General information
- Date(s): December 22, 1997
- Location: Glorietta Activity Center, Makati
- Network(s): VTV on IBC

Overview
- League: Philippine Basketball Association
- First selection: Danny Ildefonso (Shell)

= 1998 PBA draft =

Player selection in Philippine basketball

The 1998 Philippine Basketball Association (PBA) rookie draft was an event at which teams drafted players from the amateur ranks. The annual rookie draft was held on December 22, 1997, at the Glorietta Mall in Makati.

==Round 1==

| Pick | Player | Country of origin* | PBA team | College |
|---|---|---|---|---|
| 1 | Danilo Ildefonso | Philippines | Formula Shell Zoom Masters | National |
| 2 | Noy Castillo | United States | San Miguel Beermen | Citadel |
| 3 | Ali Peek | United States | Pop Cola 800s | Saint Mary's |
| 4 | Brixter Encarnacion | Philippines | Pop Cola 800s | San Sebastian |
| 5 | William Antonio | United States | San Miguel Beermen | Chaminade |
| 6 | Banjo Calpito | Philippines | Sta.
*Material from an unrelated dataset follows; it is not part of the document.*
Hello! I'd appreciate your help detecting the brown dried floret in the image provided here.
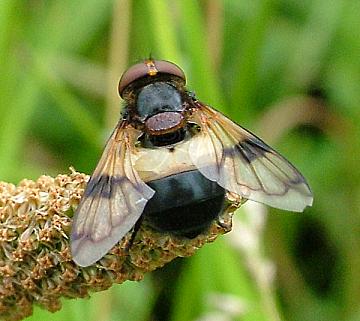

Lucia Realtors | San Sebastian |
| 7 | Henry Fernandez | Philippines | Purefoods Carne Norte Beefies | Visayas |
| 8 | Steven Smith | United States | Gordon's Gin Boars | US International |

==Round 2==

| Pick | Player | Country of origin* | PBA team | College |
|---|---|---|---|---|
| 9 | Jasper Ocampo | Philippines | Pop Cola 800s | San Sebastian |
| 10 | Joel Dualan | Philippines | Formula Shell Zoom Masters | University of Manila |
| 11 | Braulio Lim | Philippines | Mobiline Phone Pals | UE |
| 12 | Stephen Antonio | United States | Alaska Milkmen | Arizona State |
| 13 | Oscar Simon | Philippines | San Miguel Beermen | University of Manila |
| 15 | Ulysses Tanique | Philippines | Purefoods Carne Norte Beefies | San Sebastian |
| 16 | Erwin Framo | Philippines | Gordon's Gin Boars | University of Manila |

==Round 3==

| Pick | Player | Country of origin* | PBA team | College |
|---|---|---|---|---|
|  | Randy Alcantara | Philippines | Formula Shell Zoom Masters | Mapua Tech |
|  | Terrence Bito | United States | Pop Cola 800s | Cal State-Northridge |
|  | Tyrone Bautista | Philippines | Mobiline Phone Pals | De La Salle |
|  | Patrick Benedicto | Philippines | Alaska Milkmen | Mapua Tech |
|  | Juan Augustus Ramirez | Philippines | Purefoods Carne Norte Beefies | UST |

==Round 4==

| Pick | Player | Country of origin* | PBA team | College |
|---|---|---|---|---|
|  | Jesse Cabanayan | Philippines | Pop Cola 800s | University of Baguio |
|  | Melchor Crisostomo | Philippines | Formula Shell Zoom Masters | University of Manila |
|  | Cristino Reynoso Jr. | Philippines | Alaska Milkmen |  |

==Notes==
- The Formula Shell Zoom Masters traded first overall pick Danilo Ildefonso to the San Miguel Beermen in exchange for second overall pick Noy Castillo on draft day.
- Ginebra San Miguel traded the draft rights to Steven Smith to the San Miguel Beermen in exchange for Paul Alvarez.
- The San Miguel Beermen's fifth overall draft pick William Antonio and the Alaska Milkmen's twelfth overall draft pick Stephen Antonio are brothers.